A tic? As in blood-sucking parasite? The nurse snatched him off but how unnerving is that? I wanted to strip naked right there and ask her if there were any more trying to burrow their way into my blood supply, of which I would obviously need every drop right now.

Then I started walking the treadmill. What they do is increase the intensity, both the speed and the incline, every two minutes until you either collapse or quit on your own. Then they stop it immediately and you lie down for a quick chest scan, forcing your heart to operate in kind of a crisis mode.

First two minutes were a walk in the park. The next two minutes were still a walk in the park, only going slightly uphill and quicker. Then the pace picked up, as if you were walking quickly through the park alone at night while hearing strange noises.

Then the nurse mentioned that if I were the competitive type, the last time I did this test I made it over 13 minutes. What?? Whom was I dealing with here? Is she a Jillian wannabe from The Biggest Loser TV program? Was her father a drill sergeant with the Marines? My number one goal here is self-preservation, not beating a stamina milestone recorded when seven years younger.

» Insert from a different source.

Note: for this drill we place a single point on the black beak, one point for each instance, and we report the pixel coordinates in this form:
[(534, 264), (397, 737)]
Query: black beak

Now, approaching ten minutes, I felt as if I were jogging lightly up Mount Everest. But my heart rate was still in the 130 beats per minute range. Not that high. When ten minutes kicked in, it felt as if I were doing a moderate jog up Mt. Everest, while carrying a pack animal on my back, his pack included. I did see my heart rate rise to 150 bpm, almost 160.

"I can do 12 minutes, " I proposed. They seemed satisfied with that, even counting me down the last 15 seconds. Cool. Felt like I was on a game show. But then the treadmill abruptly stopped and they put me on the gurney for the heart scan. Whoa, everything started to go white. I tried to sit up but they said, "You're okay" and made me lie down again. Eventually things returned to normal.

Whew, glad that's over. No chest pain, abnormal dizziness or shortness of brreath. I say I passed, never mind the doctor. But then a letter from my primary care doctor awaited me when I arrived home tonight. He wants me to make an appointment with him to go over my latest lab results.